5) O pneu gastou mais de um lado, vou virar! Primeiro saiba que é normal o pneu gastar de forma irregular, principalmente o dianteiro. E não precisa mandar a moto pra alinhar, porque o motivo está no chão, ou melhor, no asfalto. As ruas tem uma pequena inclinação para permitir o escoamento da água da chuva. Como a moto se apóia em apenas dois pontos é normal o pneu gastar mais de um lado. Em função do processo de fabricação os pneus só podem rodar num sentido e por isso tem uma seta na lateral indicando o sentido de rotação.
Outro dado que pouca gente sabe: o pneu traseiro gasta mais rápido por causa da tração na roda motriz (traseira). Isso é normal. O que não pode de jeito nenhum (mas já vi muito por aí) é fazer rodízio de pneus!!! O pneu traseiro só pode andar na roda de trás. O pneu dianteiro tem a função de cortar a lâmina de água da superfície. O traseiro tem a função de dar tração. Se inverter, no piso molhado o pneu dianteiro não conseguirá drenar a água e pode aquaplanar. Em condições normais, com os pneus corretos, calibrados e novos é quase impossível uma moto aquaplanar.

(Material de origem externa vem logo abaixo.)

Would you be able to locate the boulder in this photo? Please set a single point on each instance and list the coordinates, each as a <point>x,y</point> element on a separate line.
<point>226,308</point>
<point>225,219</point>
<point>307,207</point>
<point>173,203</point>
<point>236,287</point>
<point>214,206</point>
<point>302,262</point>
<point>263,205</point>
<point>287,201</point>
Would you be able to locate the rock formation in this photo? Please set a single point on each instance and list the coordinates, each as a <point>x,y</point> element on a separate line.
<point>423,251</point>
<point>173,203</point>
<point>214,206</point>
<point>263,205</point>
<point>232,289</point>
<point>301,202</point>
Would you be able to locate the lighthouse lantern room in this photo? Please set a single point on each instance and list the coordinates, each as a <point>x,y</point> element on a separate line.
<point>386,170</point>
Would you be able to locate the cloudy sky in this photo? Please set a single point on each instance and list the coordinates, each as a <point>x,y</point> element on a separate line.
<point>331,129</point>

6) Sopa de letrinhas. O que significam aquelas letras estampadas nas laterais dos pneus? Resumidamente tem alguns códigos alfanuméricos. Por exemplo: 90/90-18. O primeiro 90 indica a largura expressa em milímetros. O segundo número indica a altura (ou perfil) e o curioso é que essa medida não é expressa no sistema métrico, mas é uma porcentagem! Representa a proporção entre altura e largura. Neste caso a altura é 90% da largura. O terceiro número indica o diâmetro da roda expresso em polegadas, ou seja, 18 polegadas.
Outros códigos são: R (radial), TWI (tread wear indicator – indicador de desgaste), data de fabricação, capacidade de carga, velocidade máxima e tipo (com ou sem câmara). O TWI é uma seta que aponta a região da banda de rodagem que fica visível indicando a hora da troca. A capacidade de carga é expressa por números e depende de uma tabela do fabricante. A velocidade máxima é indicada por letras e também depende de uma tabela. Já a data de fabricação identifica a semana do ano que o pneu foi fabricado. Por exemplo: 1712, quer dizer 17a semana do ano 2012. Essa informação é importante porque pneus tem prazo de validade! Isso remete ao próximo ponto.

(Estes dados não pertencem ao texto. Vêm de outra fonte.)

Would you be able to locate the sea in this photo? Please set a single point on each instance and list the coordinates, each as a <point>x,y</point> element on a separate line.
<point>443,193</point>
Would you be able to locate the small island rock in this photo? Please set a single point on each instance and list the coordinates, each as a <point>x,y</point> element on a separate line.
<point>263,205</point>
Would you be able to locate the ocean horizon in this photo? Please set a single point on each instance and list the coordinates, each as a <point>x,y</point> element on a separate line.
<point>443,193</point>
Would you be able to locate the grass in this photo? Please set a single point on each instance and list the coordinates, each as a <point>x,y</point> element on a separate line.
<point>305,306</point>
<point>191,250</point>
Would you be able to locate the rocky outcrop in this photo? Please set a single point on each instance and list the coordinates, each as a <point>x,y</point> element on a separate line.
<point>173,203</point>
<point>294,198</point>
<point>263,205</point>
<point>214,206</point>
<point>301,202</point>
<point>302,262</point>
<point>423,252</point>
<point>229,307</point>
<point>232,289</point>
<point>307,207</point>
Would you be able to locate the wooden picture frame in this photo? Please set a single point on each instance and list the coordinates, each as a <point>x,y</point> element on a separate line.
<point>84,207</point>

7) Pneus ficam velhos! Sim, não apenas gastos. Imagine uma moto que roda pouco, os pneus podem ficar velhos antes de ficarem gastos. Como são feitos de borracha, elas precisam contrair e expandir com o frio e calor. Depois de um tempo perdem essa propriedade e ressecam aparecendo pequenas rachaduras como uma porcelana craquelê. Quando chega nesse ponto o pneu deve ser trocado porque perde a capacidade de aderência. Mesmo que os sulcos ainda tenham profundidade.
8) Qual calibragem eu uso? A recomendada pelo fabricante DA MOTO! Por lei as motos e scooters devem ter a informação da calibragem em algum local visível. A única mudança é com relação a transportar passageiro ou carga. E muda apenas o pneu traseiro. Recomenda-se conferir a calibragem a cada 10 dias pelo menos. Sempre com os pneus FRIOS. É normal os pneus apresentarem um aumento de pressão depois de aquecidos, porque na atmosfera tem água, que se expande com o calor. Não “sangre” essa pressão excedente porque o fabricante já previu isso.

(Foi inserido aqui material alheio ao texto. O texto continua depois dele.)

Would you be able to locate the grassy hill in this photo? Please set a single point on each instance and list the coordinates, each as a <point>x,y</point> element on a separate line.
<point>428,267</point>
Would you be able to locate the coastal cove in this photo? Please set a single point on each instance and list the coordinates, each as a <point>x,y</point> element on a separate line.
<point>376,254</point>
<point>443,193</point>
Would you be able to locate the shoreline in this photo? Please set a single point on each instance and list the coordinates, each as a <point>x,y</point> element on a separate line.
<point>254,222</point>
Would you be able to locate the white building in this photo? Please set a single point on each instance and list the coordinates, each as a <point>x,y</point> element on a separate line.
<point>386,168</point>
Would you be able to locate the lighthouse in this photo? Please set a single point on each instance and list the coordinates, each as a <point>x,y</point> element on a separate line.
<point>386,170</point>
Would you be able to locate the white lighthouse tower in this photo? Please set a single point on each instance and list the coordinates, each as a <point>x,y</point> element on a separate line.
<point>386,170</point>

9) O principal fator de desgaste dos pneus é carga. Quanto mais massa transportar na moto ou scooter, maior será o desgaste. Quem roda muito com garupa ou carga certamente trocará o pneu mais cedo. O segundo fator é o tipo de piso. Quanto mais irregular, maior o desgaste. Ao contrário do que se pensa, no piso de terra o pneu gasta mais porque há séculos se sabe que areia é uma eficiente lixa (quem nunca ouviu falar em “arear” as panelas?). Em terceiro lugar vem a calibragem. Quando muito vazio a área em contato com o asfalto aumenta e o pneu se consome mais rapidamente.
E chega, porque não sou Moisés para escrever os 10 mandamentos!